Byring turned away his eyes and began humming a tune, but he broke off in the middle of a bar and looked at the dead body.  Its presence annoyed him, though he could hardly have had a quieter neighbor.  He was conscious, too, of a vague, indefinable feeling that was new to him.  It was not fear, but rather a sense of the supernatural - in which he did not at all believe.

“I have inherited it,” he said to himself.  “I suppose it will require a thousand ages - perhaps ten thousand - for humanity to outgrow this feeling.  Where and when did it originate?  Away back, probably, in what is called the cradle of the human race - the plains of Central Asia.  What we inherit as a superstition our barbarous ancestors must have held as a reasonable conviction.  Doubtless they believed themselves justified by facts whose nature we cannot even conjecture in thinking a dead body a malign thing endowed with some strange power of mischief, with perhaps a will and a purpose to exert it.  Possibly they had some awful form of religion of which that was one of the chief doctrines, sedulously taught by their priesthood, as ours teach the immortality of the soul.  As the Aryans moved slowly on, to and through the Caucasus passes, and spread over Europe, new conditions of life must have resulted in the formulation of new religions.  The old belief in the malevolence of the dead body was lost from the creeds and even perished from tradition, but it left its heritage of terror, which is transmitted from generation to generation - is as much a part of us as are our blood and bones.”

In following out his thought he had forgotten that which suggested it; but now his eye fell again upon the corpse.  The shadow had now altogether uncovered it.  He saw the sharp profile, the chin in the air, the whole face, ghastly white in the moonlight.  The clothing was gray, the uniform of a Confederate soldier.  The coat and waistcoat, unbuttoned, had fallen away on each side, exposing the white shirt.  The chest seemed unnaturally prominent, but the abdomen had sunk in, leaving a sharp projection at the line of the lower ribs.  The arms were extended, the left knee was thrust upward.  The whole posture impressed Byring as having been studied with a view to the horrible.

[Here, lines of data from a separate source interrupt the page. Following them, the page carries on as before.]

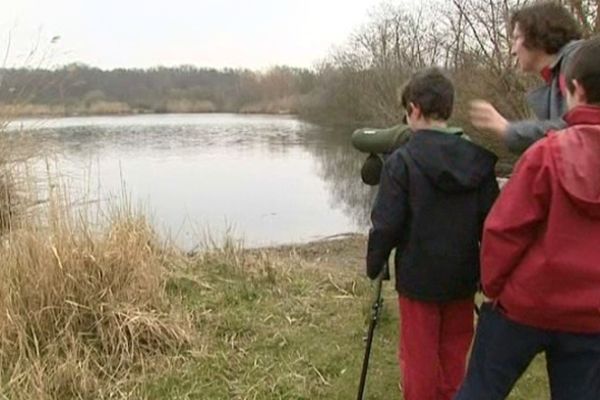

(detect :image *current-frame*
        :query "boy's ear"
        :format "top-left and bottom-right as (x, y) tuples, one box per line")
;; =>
(572, 79), (587, 104)
(408, 103), (422, 119)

“Bah!” he exclaimed; “he was an actor - he knows how to be dead.”

He drew away his eyes, directing them resolutely along one of the roads leading to the front, and resumed his philosophizing where he had left off.

“It may be that our Central Asian ancestors had not the custom of burial.  In that case it is easy to understand their fear of the dead, who really were a menace and an evil.  They bred pestilences.  Children were taught to avoid the places where they lay, and to run away if by inadvertence they came near a corpse.  I think, indeed, I’d better go away from this chap.”

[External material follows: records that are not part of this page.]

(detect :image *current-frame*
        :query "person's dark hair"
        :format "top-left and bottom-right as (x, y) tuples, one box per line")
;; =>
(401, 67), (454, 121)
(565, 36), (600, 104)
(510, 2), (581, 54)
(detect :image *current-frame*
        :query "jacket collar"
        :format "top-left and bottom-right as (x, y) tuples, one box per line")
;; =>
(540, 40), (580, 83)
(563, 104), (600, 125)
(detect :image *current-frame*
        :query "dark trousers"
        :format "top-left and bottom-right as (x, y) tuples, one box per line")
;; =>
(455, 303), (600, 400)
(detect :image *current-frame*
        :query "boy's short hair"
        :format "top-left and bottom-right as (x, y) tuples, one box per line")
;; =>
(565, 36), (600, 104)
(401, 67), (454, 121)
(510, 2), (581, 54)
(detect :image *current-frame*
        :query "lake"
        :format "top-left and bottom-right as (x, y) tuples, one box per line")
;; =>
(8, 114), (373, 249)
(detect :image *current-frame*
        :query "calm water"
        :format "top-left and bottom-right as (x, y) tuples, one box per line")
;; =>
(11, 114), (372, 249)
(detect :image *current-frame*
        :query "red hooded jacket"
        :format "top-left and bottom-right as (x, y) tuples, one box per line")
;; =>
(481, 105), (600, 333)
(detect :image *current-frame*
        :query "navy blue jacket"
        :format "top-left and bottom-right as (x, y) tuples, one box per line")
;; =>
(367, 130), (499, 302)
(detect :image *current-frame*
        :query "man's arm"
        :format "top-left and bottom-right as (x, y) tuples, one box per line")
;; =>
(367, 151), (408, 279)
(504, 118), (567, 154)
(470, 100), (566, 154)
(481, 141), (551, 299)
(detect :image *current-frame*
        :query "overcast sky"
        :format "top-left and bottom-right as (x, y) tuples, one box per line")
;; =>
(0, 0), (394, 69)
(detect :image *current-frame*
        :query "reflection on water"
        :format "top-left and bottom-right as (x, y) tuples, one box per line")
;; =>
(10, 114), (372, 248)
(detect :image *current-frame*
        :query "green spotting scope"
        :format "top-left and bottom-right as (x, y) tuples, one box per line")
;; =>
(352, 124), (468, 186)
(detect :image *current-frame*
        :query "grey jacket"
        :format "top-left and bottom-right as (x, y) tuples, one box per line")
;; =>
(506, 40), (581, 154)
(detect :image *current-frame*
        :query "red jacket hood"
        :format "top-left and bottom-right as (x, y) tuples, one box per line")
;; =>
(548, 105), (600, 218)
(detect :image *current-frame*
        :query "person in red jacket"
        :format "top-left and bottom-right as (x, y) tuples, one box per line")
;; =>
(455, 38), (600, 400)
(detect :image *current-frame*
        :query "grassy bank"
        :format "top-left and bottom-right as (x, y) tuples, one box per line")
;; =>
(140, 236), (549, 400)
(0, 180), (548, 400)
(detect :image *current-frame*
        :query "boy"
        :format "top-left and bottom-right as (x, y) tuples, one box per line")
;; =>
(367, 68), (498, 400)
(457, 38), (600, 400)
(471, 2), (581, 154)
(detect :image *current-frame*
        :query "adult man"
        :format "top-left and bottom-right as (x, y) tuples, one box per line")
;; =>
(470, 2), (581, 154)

He half rose to do so, then remembered that he had told his men in front and the officer in the rear who was to relieve him that he could at any time be found at that spot.  It was a matter of pride, too.  If he abandoned his post he feared they would think he feared the corpse.  He was no coward and he was unwilling to incur anybody’s ridicule.  So he again seated himself, and to prove his courage looked boldly at the body.  The right arm - the one farthest from him - was now in shadow.  He could barely see the hand which, he had before observed, lay at the root of a clump of laurel.  There had been no change, a fact which gave him a certain comfort, he could not have said why.  He did not at once remove his eyes; that which we do not wish to see has a strange fascination, sometimes irresistible.  Of the woman who covers her eyes with her hands and looks between the fingers let it be said that the wits have dealt with her not altogether justly.